Selection of a primary index might or might not be important when defining a queue table (see Teradata Vantage™ - SQL Data Definition Language Syntax and Examples, B035-1144 for information about creating and using queue tables). If you do not define a primary index explicitly, the system uses the QITS (Queue Insertion Time Stamp) column, the first column in the queue table, as the default. The values of the QITS column reflect the time of insertion of their rows. If you need to perform a primary index update or delete one row from a queue table, you can, in most cases, easily browse the table and get the value of the QITS and other columns needed for the single-AMP update activity.

However, you might also choose a primary index column set based on the input data that is easily known, to support frequent updating. The queue table definition presented below has orderkey as it primary index, for example.

     CREATE TABLE event02_QT, QUEUE (
       table_event02_QT_QITS TIMESTAMP(6) NOT NULL
                             DEFAULT  CURRENT_TIMESTAMP(6),
       orderkey              DECIMAL(18,0) NOT NULL,
       productkey            DECIMAL(18,0) NOT NULL)
     PRIMARY INDEX (orderkey);

Using a business entity for the primary index makes sense if you have a requirement to reorder the queue on a regular basis (or otherwise manipulate the rows), and the number of rows it holds is not trivial, making browsing the entire queue table for each update less desirable.

When you perform INSERT … SELECT processing from a staging table into a queue table, you must pay closer attention to the selection of the primary index for the queue table. Such an INSERT … SELECT operation might perform a similar function as a trigger when doing row-at-a-time insert operations: select the few rows that compose events and insert them immediately into a queue table for further processing.

If you are using a minibatch approach to loading data, then using set processing to identify events makes sense. In this case, the WHERE clause for the INSERT … SELECT statement contains the event-identification criteria. In the case illustrated by the previous figure, having a queue table with the same primary index definition as the staging table improves the efficiency of the INSERT … SELECT processing. The two inserts into the staging and queue tables then occur on the same AMP, eliminating the overhead of row redistribution.
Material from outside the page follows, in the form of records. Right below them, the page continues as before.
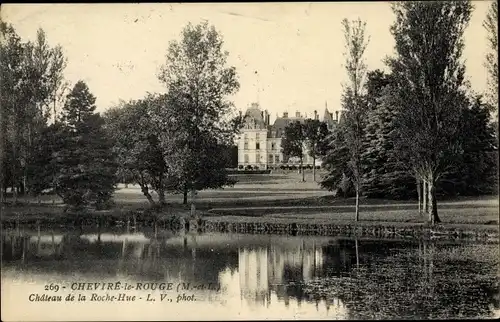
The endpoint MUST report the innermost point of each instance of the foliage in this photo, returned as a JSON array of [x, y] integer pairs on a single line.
[[198, 116], [385, 174], [315, 133], [354, 106], [428, 82], [87, 168], [476, 172], [137, 145], [31, 75], [335, 162], [491, 26]]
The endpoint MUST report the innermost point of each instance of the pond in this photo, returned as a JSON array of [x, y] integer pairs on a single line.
[[165, 275]]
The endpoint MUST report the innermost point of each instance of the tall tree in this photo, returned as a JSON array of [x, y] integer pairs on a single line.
[[199, 83], [11, 58], [293, 142], [29, 70], [87, 166], [352, 99], [428, 83], [335, 156], [315, 133], [137, 145], [475, 172], [384, 170], [491, 26]]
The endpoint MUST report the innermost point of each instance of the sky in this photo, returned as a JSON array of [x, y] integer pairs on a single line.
[[288, 56]]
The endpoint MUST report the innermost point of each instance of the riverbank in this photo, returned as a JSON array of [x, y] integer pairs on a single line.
[[263, 201]]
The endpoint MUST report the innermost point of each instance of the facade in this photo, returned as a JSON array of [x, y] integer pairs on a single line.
[[259, 144]]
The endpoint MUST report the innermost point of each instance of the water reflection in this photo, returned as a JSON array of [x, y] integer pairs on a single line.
[[279, 276]]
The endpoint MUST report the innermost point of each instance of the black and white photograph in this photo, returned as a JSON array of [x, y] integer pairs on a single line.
[[249, 161]]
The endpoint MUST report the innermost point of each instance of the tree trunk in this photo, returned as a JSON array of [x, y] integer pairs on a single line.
[[357, 202], [314, 168], [161, 196], [419, 194], [357, 253], [145, 191], [184, 201], [302, 169], [432, 202], [193, 206]]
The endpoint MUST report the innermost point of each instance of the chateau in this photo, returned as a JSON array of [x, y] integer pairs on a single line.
[[259, 144]]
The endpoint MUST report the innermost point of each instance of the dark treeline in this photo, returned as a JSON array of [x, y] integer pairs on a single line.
[[418, 130], [53, 141]]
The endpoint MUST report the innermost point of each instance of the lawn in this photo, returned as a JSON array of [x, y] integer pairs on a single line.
[[284, 197]]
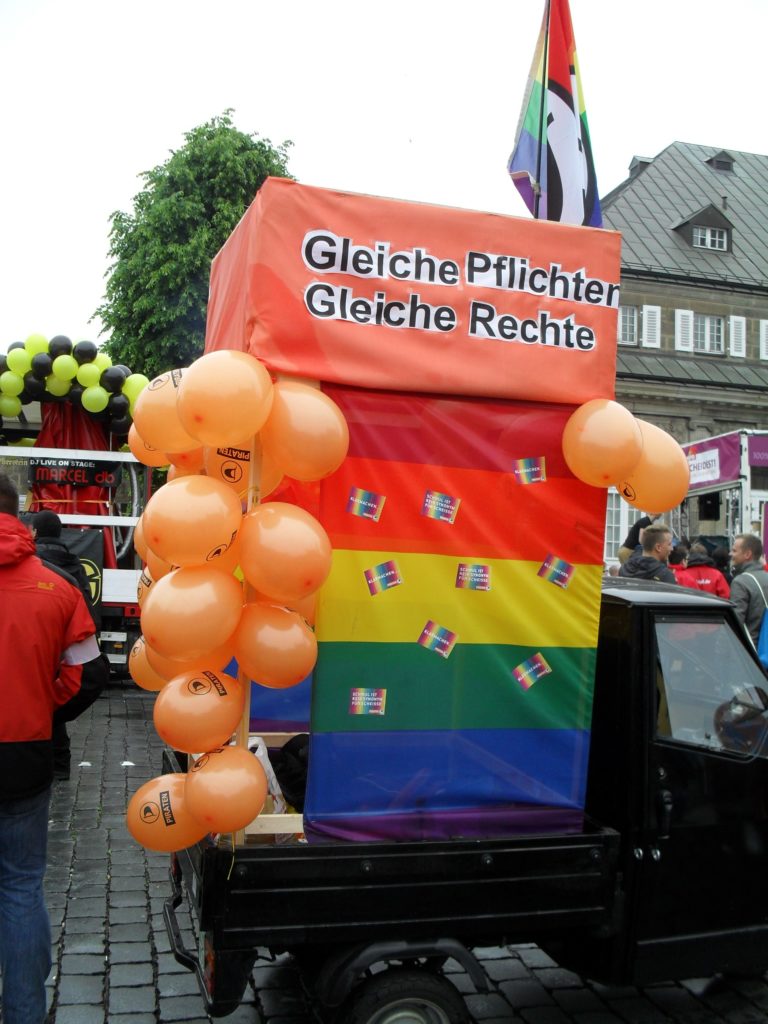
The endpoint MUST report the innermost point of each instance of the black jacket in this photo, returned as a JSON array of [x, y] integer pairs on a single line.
[[55, 552], [646, 567]]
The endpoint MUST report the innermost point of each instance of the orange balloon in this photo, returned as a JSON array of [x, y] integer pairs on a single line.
[[284, 551], [146, 455], [601, 442], [192, 610], [274, 646], [659, 480], [225, 788], [193, 520], [211, 660], [156, 417], [139, 543], [199, 711], [144, 583], [187, 462], [174, 472], [224, 397], [140, 671], [231, 466], [158, 566], [305, 433], [158, 816]]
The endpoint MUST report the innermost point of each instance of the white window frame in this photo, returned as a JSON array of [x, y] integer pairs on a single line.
[[708, 334], [650, 335], [684, 330], [710, 238], [737, 336], [764, 339], [628, 334]]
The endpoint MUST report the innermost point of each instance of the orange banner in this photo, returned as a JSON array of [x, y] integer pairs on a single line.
[[384, 294]]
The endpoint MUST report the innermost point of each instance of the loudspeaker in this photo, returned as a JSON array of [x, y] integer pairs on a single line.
[[709, 506]]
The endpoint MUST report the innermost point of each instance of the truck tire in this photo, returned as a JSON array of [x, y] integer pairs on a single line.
[[403, 996]]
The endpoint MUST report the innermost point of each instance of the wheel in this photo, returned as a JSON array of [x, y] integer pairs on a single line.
[[403, 996]]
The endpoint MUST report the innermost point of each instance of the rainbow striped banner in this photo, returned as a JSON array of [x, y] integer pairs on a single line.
[[367, 701], [383, 577], [551, 164], [366, 504], [529, 470], [527, 673], [556, 570], [470, 577], [438, 506], [437, 638], [460, 751]]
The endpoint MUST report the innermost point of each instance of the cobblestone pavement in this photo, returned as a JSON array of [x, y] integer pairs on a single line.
[[112, 957]]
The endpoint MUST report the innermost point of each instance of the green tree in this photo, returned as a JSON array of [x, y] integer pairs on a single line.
[[157, 287]]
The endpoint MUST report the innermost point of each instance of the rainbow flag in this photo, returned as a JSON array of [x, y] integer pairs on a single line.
[[459, 748], [551, 164]]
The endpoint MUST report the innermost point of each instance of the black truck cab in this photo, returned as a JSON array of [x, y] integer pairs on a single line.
[[679, 768], [666, 880]]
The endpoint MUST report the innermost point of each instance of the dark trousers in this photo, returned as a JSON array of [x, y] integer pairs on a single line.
[[61, 755]]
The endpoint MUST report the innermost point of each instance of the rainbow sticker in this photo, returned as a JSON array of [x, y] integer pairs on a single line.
[[366, 701], [473, 577], [437, 638], [529, 470], [439, 506], [527, 672], [366, 504], [382, 578], [556, 570]]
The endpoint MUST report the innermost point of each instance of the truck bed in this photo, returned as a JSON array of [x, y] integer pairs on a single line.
[[491, 891]]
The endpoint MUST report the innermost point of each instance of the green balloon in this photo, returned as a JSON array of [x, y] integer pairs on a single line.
[[54, 385], [89, 375], [11, 384], [9, 404], [65, 367], [18, 360], [134, 385], [36, 343], [94, 398]]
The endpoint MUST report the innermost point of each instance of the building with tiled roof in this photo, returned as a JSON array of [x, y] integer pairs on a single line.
[[693, 316]]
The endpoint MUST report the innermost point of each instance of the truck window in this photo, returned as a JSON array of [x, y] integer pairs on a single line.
[[711, 692]]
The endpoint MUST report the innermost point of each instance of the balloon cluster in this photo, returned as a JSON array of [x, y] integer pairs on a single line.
[[603, 444], [38, 370], [199, 546]]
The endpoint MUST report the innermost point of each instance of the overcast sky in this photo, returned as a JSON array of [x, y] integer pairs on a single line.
[[416, 99]]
Designing a queue table to share the same primary index as a another base table could also be useful for tactical queries (see Design Issues for Tactical Queries). A given tactical application might want either to peek into the queue or to seek out the presence of a specific row in the queue. If the primary index value of the other table is known, and it is also the primary index value of a possible queue table row, then the system enables single-AMP access.

A similar situation exists if Teradata Parallel Data Pump inserts are made into a target table that has a trigger into a queue table. If the queue table and the target table share the same primary index, and you want to serialize the input to avoiding cross-session blocking, serializing on the base table primary index also causes inserts into the queue table to be serialized effectively.